1.5.2 Ecological interactions play an important role in evolution.

G. Evelyn Hutchinson, one of the founders of modern ecology, wrote a book called The Ecological Theater and the Evolutionary Play (1965). This wonderful title succinctly captures a key feature of biological relationships. It suggests that ecological communities provide the “stage” on which the “play” of evolution takes place.

For example, plants often compete for resources. As a result, natural selection may favor plants that have more efficient uptake of nutrients or water. If animals eat plants, natural selection may favor animals with greater jaw strength or more efficient extraction of nutrients in the digestive system. In turn, plants that avoid predation by synthesizing toxic compounds in their leaves may gain the upper hand. In each case, interactions between organisms lead to the evolution of particular traits.

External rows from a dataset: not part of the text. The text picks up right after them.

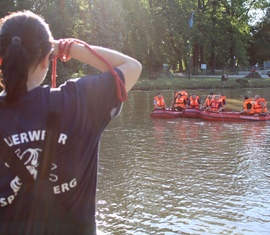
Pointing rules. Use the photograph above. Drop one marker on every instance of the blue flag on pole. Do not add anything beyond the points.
(191, 19)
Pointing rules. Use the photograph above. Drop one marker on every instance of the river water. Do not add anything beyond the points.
(184, 176)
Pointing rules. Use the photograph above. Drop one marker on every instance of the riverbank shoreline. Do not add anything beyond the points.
(200, 82)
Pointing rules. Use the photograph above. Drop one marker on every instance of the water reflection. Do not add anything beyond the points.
(182, 176)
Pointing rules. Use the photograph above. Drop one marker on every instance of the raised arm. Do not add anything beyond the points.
(130, 67)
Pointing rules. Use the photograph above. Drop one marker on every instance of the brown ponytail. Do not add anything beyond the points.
(25, 40)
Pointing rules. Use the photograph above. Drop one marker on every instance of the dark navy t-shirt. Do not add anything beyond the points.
(88, 105)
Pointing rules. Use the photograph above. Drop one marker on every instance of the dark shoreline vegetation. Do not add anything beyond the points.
(213, 82)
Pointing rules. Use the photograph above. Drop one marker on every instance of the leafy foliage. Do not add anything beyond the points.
(158, 31)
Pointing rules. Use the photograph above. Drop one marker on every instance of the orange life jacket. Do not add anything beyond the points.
(257, 108)
(223, 100)
(180, 102)
(194, 103)
(215, 105)
(245, 108)
(208, 101)
(160, 102)
(183, 94)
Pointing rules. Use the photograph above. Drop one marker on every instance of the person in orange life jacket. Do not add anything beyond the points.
(194, 102)
(179, 102)
(208, 100)
(247, 105)
(159, 102)
(223, 99)
(259, 105)
(216, 104)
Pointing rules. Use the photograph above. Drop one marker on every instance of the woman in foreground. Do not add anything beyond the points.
(61, 201)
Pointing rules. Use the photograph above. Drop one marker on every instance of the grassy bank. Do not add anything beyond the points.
(175, 83)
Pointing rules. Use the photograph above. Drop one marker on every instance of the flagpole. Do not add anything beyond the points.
(190, 24)
(189, 53)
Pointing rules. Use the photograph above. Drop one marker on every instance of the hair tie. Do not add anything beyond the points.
(16, 39)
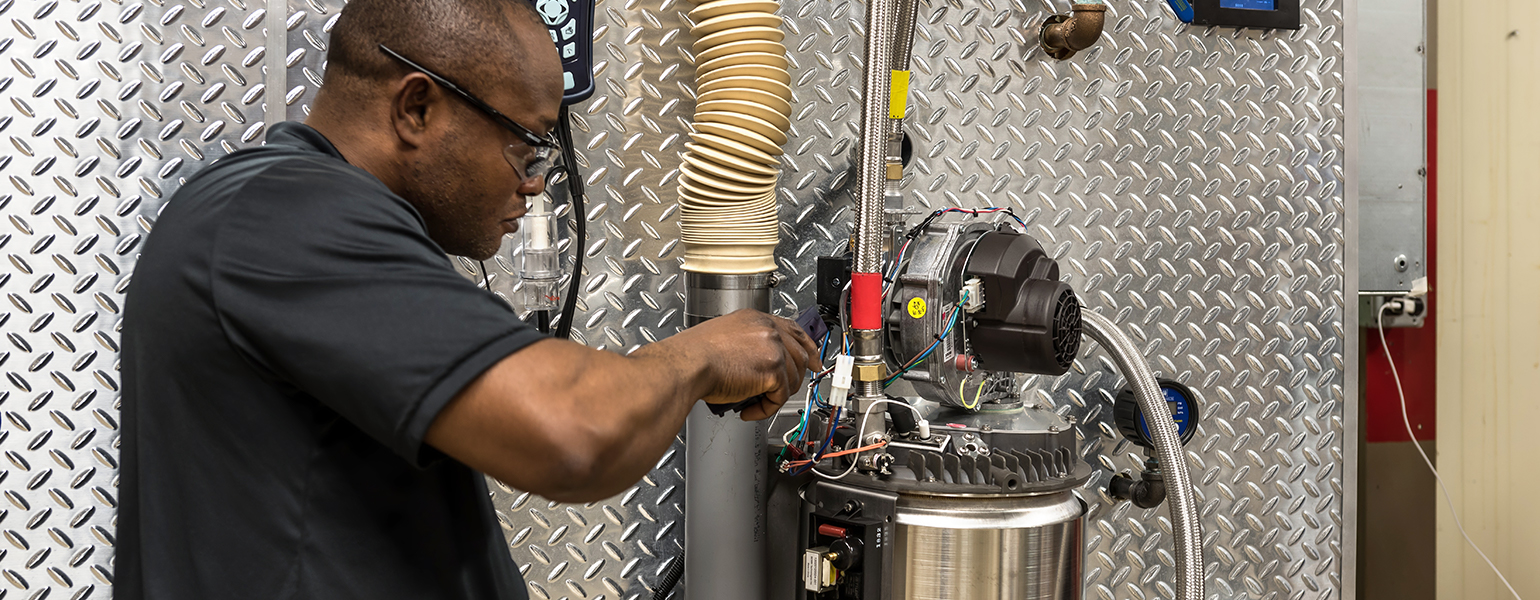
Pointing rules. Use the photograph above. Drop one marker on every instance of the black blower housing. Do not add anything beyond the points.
(1031, 320)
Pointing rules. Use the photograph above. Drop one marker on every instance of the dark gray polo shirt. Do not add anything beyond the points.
(288, 336)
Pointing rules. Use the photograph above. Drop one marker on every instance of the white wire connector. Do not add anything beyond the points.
(974, 294)
(844, 371)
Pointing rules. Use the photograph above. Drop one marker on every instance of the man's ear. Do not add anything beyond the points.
(416, 106)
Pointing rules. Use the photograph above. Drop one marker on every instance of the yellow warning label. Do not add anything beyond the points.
(898, 96)
(917, 308)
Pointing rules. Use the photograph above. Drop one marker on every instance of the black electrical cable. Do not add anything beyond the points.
(670, 577)
(575, 193)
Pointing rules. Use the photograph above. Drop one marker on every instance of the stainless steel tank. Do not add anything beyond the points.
(989, 548)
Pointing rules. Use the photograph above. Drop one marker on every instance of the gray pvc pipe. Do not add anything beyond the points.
(726, 468)
(1168, 448)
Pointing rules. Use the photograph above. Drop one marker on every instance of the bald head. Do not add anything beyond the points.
(456, 162)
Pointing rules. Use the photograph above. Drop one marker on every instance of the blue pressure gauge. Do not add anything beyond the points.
(1183, 410)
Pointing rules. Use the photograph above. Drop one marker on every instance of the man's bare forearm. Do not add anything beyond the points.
(569, 422)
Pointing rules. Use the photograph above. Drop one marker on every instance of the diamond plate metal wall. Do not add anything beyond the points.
(108, 106)
(1191, 180)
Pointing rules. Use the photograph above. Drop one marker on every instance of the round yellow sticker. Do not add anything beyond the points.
(917, 306)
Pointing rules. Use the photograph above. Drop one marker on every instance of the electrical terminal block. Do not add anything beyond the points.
(840, 390)
(974, 290)
(818, 570)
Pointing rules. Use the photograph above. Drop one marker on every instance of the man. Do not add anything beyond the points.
(311, 394)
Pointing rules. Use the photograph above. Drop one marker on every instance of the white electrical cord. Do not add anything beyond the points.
(863, 428)
(1408, 422)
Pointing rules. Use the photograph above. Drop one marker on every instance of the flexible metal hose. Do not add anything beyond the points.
(872, 176)
(1168, 448)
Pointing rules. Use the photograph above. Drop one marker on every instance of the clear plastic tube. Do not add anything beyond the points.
(539, 260)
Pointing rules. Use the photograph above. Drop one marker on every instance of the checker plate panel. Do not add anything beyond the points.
(1189, 180)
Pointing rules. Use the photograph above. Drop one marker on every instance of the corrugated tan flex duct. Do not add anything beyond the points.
(727, 182)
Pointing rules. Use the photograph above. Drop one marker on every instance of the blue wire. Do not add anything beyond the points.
(833, 425)
(934, 345)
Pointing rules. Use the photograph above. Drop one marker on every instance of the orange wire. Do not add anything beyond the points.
(838, 454)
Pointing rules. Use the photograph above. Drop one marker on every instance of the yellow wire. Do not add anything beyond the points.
(978, 394)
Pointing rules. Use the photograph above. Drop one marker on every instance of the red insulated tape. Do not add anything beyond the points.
(866, 300)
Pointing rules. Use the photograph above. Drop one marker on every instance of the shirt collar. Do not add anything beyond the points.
(301, 136)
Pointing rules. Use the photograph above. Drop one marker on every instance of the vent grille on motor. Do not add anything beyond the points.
(1066, 328)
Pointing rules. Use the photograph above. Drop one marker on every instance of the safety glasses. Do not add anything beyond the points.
(532, 157)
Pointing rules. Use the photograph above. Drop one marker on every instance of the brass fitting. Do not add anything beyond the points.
(870, 373)
(1063, 36)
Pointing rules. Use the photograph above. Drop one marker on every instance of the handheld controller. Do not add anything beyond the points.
(570, 23)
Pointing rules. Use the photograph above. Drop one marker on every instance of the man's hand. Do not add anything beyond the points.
(573, 423)
(752, 354)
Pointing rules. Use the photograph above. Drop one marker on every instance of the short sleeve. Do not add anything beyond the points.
(330, 283)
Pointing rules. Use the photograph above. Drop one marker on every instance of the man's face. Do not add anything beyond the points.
(468, 193)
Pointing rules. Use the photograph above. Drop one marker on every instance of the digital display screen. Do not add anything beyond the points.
(1251, 5)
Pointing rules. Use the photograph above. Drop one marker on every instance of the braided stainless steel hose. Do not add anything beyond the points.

To take another example from mammal–plant interactions: Selection for fleshy fruits improved the dispersal of apples because it increased the attractiveness of these seed-bearing structures to hungry mammals. Tiny yeasts make a meal on sugary fruits as well, in the process producing alcohol that deters potential competitors for the food. Already in prehistoric times, humans had learned to harness this physiological capability of yeasts, and for this reason the total abundance and distribution of Vitis vinifera, the wine grape, has increased dramatically through time.